La réalité est si puissante qu’on ne peut pas la limiter à la simple expression du réel. La réalité contient l’épopée, le mythe, la poésie, la tragédie . En modulant l'écriture sur différents registres, vous arrivez à capter quelque chose de son mystère. La Valle Cervo que je raconte est un endroit abandonné, oublié, désolé, comme une photographie de la crise . Mais c'est aussi une frontière à conquérir, comme dans le mythe du Far West. Et c’est aussi l'île sauvage où réside encore une beauté vierge. La beauté sauvage de l'avenir, qui contraste avec la beauté usée et fausse du passé. Marina , de la même manière, est un instantané vulgaire d'une fille qui cherche la célébrité mais n'a jamais lu un livre, jamais voté aux élections, ne s'est jamais intéressée à ce qui n'était pas sa vie à elle, ses chances de succès. Cela dit, elle est également une Amazone glorieuse, dans son désir de défier l'Italie où elle a grandi. Elle est une créature de la télévision, mais aussi une créature des forêts. Et c'est dans cette complexité qu’elle devient «réelle».
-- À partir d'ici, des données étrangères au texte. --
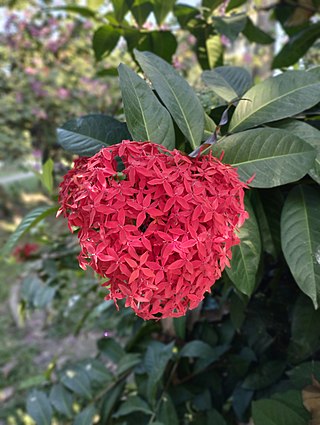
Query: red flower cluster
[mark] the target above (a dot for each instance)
(161, 230)
(24, 252)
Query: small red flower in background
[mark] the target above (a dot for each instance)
(24, 252)
(161, 230)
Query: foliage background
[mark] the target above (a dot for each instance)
(250, 352)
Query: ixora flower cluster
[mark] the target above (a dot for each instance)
(161, 230)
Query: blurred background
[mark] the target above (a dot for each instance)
(58, 61)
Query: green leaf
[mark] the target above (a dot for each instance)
(155, 362)
(230, 26)
(297, 46)
(300, 238)
(301, 375)
(255, 35)
(43, 296)
(176, 94)
(276, 98)
(79, 10)
(39, 408)
(105, 39)
(109, 400)
(179, 324)
(133, 404)
(85, 417)
(184, 14)
(161, 43)
(121, 8)
(275, 157)
(307, 133)
(293, 399)
(304, 335)
(246, 256)
(61, 400)
(94, 4)
(161, 9)
(211, 4)
(147, 119)
(197, 349)
(29, 221)
(111, 348)
(46, 176)
(214, 417)
(264, 375)
(141, 9)
(76, 380)
(96, 371)
(274, 412)
(167, 413)
(87, 135)
(233, 4)
(228, 82)
(214, 50)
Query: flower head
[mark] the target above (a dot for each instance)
(161, 231)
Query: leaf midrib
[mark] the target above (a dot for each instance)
(271, 101)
Je suis un écrivain de la province, oui. L'Italie est un pays fait de provinces qui ont faim, et pour moi ce sont les banlieues, les territoires blessés et oubliés qui sont les endroits les plus fascinants à raconter. Parce que j'aime raconter le désir, et le désir se nourrit du fait de vivre au milieu des obstacles, du manque atroce, désespéré qu’on ressent de quelque chose.
 
 
Alors que nous allons bientôt découvrir au cinéma le "Pasolini" d'Abel Ferrara, quelle influence a encore sur le monde culturel italien l' immense poète, cinéaste et écrivain ?
Je ne peux que répondre en vous disant que l'influence que Pasolini a eue sur moi a été immense. Sa première leçon : se servir des mots pour donner une voix à ceux qui n'en ont pas, et dire ainsi la beauté de la misère, combien elle a faim, la mettre dans la lumière pour qu’on sache qu’elle existe. À l’Histoire avec un grand H, opposer l’héroïsme de tous ces inconnus qui passent entre ses mailles. Écrire pour enfoncer le couteau dans la plaie, dans les zones d’ombre, dans la profondeur des failles. Et ne jamais se contenter d'une idée, ne jamais s’y reposer, mais continuer à soumettre au choc de la réalité en mouvement. Continuer à chercher.
 
Questions posées par les Explorateurs de la rentrée 2014
Réponses recueillies par Karine Papillaud, traduites par Françoise Brun.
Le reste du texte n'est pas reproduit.